Histoire du peuple québécois : Autonomie, souveraineté, indépendance


Rédigé le Vendredi 17 Mai 2024 à 15:37 | Lu 9 commentaire(s)



in War Raok ! - n° 63 - Mars 2022

Au sein de l’empire colonial français, l’immensité de l’Amérique française représentait le plus important territoire en terme de superficie, les découvreurs et aventuriers français revendiquant les terres de l’Acadie jusqu’à la côte Ouest, sans oublier cette vallée de l’Ohio, parsemée de forts. Le malheur de cette colonie fut que la France ne s’y investit pas assez, préférant envoyer des missionnaires et des commerçants, plutôt que des colons pour s’y enraciner. La démographie étant la clef ; c’est ce qui explique comment lors de la Guerre de sept ans opposant colons américains et canadiens, puis leurs métropoles respectives, la Nouvelle-France ne pouvait que tomber. La France continua dans la bêtise, revendiquant son esprit boutiquier en préférant conserver les Antilles plutôt que le peuple pastoral dont elle avait accouché sur les berges du Saint-Laurent. Ainsi fut scellé, en 1763, par le funeste Traité de Paris, le sort des Canadiens, devenus sujets de la couronne britannique.

Dès lors pour le peuple français d’Amérique commença un repli stratégique, un attachement à la terre et un désintéressement des choses publiques. Suivant le bon sens des terriens, les Canadiens, comme on appelait exclusivement les Français du Nord, se contentèrent de vivre et survivre, conservant jalousement leur foi et leur langue sans se soucier des nouveaux maîtres du jour. A quoi bon se rebeller, la France n’avait-elle pas abandonné ses fils d’Amérique ? Il fallut attendre le 19e siècle pour qu’une élite économique, une petite bourgeoisie, émanasse des anciens colons de Nouvelle-France. On commença à voir des avocats, des notaires, des journalistes et des marchands qui maniaient mieux le verbe que la houe. Cette nouvelle classe sociale réalisa rapidement qu’elle était bloquée dans son expansion par la rigidité du système colonial dont ils étaient exclus. Misant sur le sens national, cette petite bourgeoisie commença à véhiculer des idées libérales qui menèrent aux révoltes de 1837 et 1838, durant lesquelles, tant des Anglais que des Canadiens, s’unirent pour tenter de défaire le lien colonial avec la Grande-Bretagne. Mené par Louis-Joseph Papineau, inspiré des idéaux de 1789, le soulèvement fut brutalement écrasé et mena l’Angleterre à passer l’Acte d’union, unissant ainsi le Haut et le Bas-Canada, (Ontario anglophone et Québec francophone), dans le but de mettre en minorité l’élément français.

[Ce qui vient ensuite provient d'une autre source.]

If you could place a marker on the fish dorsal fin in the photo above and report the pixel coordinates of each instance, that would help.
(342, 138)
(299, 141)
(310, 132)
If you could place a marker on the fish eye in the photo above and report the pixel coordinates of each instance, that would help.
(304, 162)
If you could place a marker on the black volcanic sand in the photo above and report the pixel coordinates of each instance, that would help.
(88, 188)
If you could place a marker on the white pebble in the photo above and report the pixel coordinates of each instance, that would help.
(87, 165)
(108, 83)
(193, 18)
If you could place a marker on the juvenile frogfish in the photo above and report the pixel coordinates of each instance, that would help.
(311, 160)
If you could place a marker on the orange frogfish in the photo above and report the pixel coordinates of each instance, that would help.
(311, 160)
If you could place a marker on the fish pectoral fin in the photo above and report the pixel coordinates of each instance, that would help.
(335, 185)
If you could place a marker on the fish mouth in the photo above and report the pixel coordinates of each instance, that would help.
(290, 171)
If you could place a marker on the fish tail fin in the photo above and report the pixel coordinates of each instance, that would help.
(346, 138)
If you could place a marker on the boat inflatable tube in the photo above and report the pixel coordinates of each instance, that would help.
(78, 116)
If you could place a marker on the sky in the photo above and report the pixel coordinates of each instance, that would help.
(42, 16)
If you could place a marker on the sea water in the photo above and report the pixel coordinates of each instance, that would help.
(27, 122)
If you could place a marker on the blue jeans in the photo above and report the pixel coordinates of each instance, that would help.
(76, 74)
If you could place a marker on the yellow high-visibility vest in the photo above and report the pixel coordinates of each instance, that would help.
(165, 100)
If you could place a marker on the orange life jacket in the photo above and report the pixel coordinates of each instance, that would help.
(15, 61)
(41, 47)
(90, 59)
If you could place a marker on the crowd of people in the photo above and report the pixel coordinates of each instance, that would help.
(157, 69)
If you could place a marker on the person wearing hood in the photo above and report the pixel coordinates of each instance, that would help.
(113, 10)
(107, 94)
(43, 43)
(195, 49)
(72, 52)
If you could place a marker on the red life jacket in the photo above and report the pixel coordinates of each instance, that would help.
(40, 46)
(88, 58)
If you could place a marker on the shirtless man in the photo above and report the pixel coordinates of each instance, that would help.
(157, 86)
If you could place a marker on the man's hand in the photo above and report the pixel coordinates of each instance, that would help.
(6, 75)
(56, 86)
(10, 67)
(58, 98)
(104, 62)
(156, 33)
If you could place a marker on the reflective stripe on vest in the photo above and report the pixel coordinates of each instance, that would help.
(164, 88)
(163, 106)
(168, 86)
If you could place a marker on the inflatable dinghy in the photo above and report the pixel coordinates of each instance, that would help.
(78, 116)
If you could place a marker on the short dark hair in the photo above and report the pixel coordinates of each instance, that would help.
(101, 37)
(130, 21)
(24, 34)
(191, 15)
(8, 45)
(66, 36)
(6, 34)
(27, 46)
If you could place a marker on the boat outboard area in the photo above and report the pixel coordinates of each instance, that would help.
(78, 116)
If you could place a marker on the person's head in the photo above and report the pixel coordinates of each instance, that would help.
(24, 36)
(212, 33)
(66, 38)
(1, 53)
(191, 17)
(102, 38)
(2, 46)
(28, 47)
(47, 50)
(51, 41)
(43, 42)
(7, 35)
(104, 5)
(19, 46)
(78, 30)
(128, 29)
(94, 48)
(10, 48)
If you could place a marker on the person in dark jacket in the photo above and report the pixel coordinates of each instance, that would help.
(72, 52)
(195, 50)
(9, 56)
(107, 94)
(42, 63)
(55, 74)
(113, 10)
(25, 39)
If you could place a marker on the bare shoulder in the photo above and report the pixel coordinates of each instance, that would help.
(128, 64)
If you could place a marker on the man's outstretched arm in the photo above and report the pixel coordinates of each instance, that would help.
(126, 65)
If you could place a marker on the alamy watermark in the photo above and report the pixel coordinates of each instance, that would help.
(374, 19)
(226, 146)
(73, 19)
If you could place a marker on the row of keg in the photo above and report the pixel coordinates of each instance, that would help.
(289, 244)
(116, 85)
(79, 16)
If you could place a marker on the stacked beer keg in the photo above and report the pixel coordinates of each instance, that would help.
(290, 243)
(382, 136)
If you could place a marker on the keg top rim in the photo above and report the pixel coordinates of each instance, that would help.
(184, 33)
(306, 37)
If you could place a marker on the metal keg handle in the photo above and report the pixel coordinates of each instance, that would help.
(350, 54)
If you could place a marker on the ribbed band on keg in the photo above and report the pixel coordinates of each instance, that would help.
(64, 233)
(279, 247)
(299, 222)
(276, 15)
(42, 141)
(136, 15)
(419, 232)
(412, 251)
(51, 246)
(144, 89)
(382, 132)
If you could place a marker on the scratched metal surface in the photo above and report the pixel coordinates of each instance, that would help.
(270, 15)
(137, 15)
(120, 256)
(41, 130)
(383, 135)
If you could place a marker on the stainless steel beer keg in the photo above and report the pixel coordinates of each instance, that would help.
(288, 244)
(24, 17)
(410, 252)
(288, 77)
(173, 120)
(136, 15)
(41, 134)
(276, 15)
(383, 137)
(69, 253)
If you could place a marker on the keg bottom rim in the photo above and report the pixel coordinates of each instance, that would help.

Face à cette volonté assimilatrice énoncée par l’envoyé spécial britannique Lord Durham, Monseigneur Ignace Bourget, un ultramontain, articula la doctrine qui allait assurer la survivance du peuple canadien pour le siècle à venir : c’est autour de l’Église, institution française responsable de l’éducation, de la santé, mais surtout de l’âme, que se rallierait le peuple canadien. Politiquement, les défenseurs du peuple canadien prirent dès lors une posture relativement conservatrice axée sur préservation de nos droits et la défense de la langue et de la foi. La colonisation des terres encore vierges était encouragée et les familles nombreuses étaient la norme, ce qui donna lieu à la « revanche des berceaux » : malgré un poids politique minime et l’absence de nouveaux Français, le peuple canadien-français connut un essor incroyable, « le miracle canadien ». Entre la prise de possession anglaise de la Nouvelle-France en 1763 et l’année 1851, la population canadienne fut multipliée par 13 !

 En 1867 fut signé un pacte de confédération selon l’Acte de l’Amérique du Nord britannique. En vertu de ce pacte, quatre provinces britanniques, soit l’Ontario, le Québec, le Nouveau-Brunswick et la Nouvelle-Écosse, s’unissaient librement sous la tutelle de Londres pour former une confédération de provinces libres. On offrit de nombreuses garanties, notamment concernant le fait qu’il s’agissait d’un pacte entre deux peuples, une union biculturelle, et que chaque province conserverait ses prérogatives dans ses champs de compétences, alors bien définis. Contrairement à ce que clame Ottawa aujourd’hui, 1867 ne représentait pas la naissance d’une nation, mais l’union politique d’entités souveraines qui resteraient libres dans la mesure où il s’agissait toujours de colonies britanniques.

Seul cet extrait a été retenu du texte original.